Our top-of-the-range Select version benefits from very rich equipment (head-up display, dual-zone automatic climate control, sports upholstery with mixed imitation leather/fabric upholstery), very similar to that of the Yaris in the Iconic finish. The fully digital instrumentation is always well thought out, as is the driving position. The Mazda wakes up and initially takes off in electric mode. Around town, its engine/gearbox unit turns out to be quite smooth, which would be even more noticeable with a slightly less clunky three-cylinder. Nonetheless, the car is lively and easy to drive, thanks also to the light steering, but like the Toyota, it suffers from imperfect visibility. The interior mirror, which is too low, obstructs the front right view, and the rear pillars that are too thick prevent, for example, seeing a cyclist preparing to overtake you on the right, between the car and the pavement (prohibited manoeuvre). , remember) , when instructed to turn right…
very good mechanics
On the road, the Mazda behaves exactly like the Yaris. It provides good performance as long as one refrains from brutally stomping on the throttle. Because although the slipping sensation induced by the continuous gearbox has been greatly reduced, it is still a bit present, with that tendency to make the engine screech in these conditions. Thus, we modulate the gases, and we move just as fast while enjoying more of the progressiveness of the box. At constant speed, the soundproofing is quite convincing and contributes to driving serenity. With a detail: the heat engine regularly turns off when you lift your foot, then wakes up, several times in a row. It saves fuel, but induces a rather annoying sound inhomogeneity. A flaw that had not challenged me during my Yaris test in Belgium, but the routes were certainly not the same.

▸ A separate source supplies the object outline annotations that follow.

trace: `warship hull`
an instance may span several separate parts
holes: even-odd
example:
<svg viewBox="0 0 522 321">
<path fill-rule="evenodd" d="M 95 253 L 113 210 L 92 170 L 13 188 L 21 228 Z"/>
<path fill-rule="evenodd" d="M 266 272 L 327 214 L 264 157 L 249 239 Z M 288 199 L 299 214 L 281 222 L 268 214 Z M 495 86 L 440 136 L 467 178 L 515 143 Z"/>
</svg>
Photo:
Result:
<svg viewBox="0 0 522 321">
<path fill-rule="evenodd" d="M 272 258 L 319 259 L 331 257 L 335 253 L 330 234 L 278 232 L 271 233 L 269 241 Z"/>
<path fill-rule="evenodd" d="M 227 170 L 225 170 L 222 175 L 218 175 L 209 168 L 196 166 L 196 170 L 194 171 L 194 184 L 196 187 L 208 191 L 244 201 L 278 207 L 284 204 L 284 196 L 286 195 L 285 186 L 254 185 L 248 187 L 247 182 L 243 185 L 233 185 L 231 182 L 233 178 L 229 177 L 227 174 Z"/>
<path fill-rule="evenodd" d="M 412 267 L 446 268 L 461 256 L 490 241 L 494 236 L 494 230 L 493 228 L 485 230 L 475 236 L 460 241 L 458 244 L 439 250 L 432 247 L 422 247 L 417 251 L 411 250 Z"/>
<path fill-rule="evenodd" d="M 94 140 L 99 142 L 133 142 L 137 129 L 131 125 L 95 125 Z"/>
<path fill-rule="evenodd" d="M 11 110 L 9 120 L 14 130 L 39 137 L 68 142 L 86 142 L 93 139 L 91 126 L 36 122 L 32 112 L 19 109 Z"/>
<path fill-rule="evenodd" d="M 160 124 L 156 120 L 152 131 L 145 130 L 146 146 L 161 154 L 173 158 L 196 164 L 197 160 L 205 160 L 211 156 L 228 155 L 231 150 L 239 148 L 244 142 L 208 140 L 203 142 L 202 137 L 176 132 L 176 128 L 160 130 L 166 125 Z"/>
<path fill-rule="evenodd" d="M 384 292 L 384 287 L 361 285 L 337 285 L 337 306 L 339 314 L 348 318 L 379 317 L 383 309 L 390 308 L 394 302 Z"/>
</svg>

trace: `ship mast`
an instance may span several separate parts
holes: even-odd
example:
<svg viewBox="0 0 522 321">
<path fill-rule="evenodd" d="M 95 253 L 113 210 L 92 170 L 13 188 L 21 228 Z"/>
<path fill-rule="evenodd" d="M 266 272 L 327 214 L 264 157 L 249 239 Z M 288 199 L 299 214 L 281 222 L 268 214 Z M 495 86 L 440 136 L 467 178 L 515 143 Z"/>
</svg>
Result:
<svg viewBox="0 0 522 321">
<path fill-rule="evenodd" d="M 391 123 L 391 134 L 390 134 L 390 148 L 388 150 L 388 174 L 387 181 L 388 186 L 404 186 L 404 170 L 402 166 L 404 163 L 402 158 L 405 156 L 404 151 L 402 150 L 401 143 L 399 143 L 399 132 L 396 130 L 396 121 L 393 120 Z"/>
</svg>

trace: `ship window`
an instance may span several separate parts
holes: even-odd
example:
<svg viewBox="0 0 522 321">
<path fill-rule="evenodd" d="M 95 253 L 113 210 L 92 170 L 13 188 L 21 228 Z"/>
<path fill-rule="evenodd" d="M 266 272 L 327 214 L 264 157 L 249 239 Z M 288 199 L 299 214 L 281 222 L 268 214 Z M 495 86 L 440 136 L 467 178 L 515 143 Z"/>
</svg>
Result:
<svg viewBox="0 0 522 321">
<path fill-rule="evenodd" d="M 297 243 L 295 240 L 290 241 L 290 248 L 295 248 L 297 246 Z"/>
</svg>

The chassis is just as alert. The cushioning initially appears dry, but this characteristic fades with increasing speed and induces very good body support. The Mazda therefore turns flat, offers excellent response, despite a slightly light steering for my taste, and above all it holds extremely well on the road thanks to its very stiff platform and rigorous running gear. A beautiful dynamic approval therefore.
On the road, the 2 Hybrid retains these qualities, but there, the filtration of rolling noise seems insufficient. On the climbs, the 3-cylinder recalls our mixed memories for its sound, but we will never question its punch and the excellent times it allows with the help of the electric block. Note that the driving aids (active cruise control, centered on the line) work without problems.
In mixed city/highway use, including 4 lanes at 110 km/h, consumption stands at 3.8 l/100 km, fully in line with what was announced by the manufacturer. On the other hand, on a strictly highway journey, at 130 km/h, we will rather have 6 l/100 km. This is still reasonable, but in this context a small diesel will prove to be much more frugal. In total, the Mazda will have claimed 4.8 l/100 km.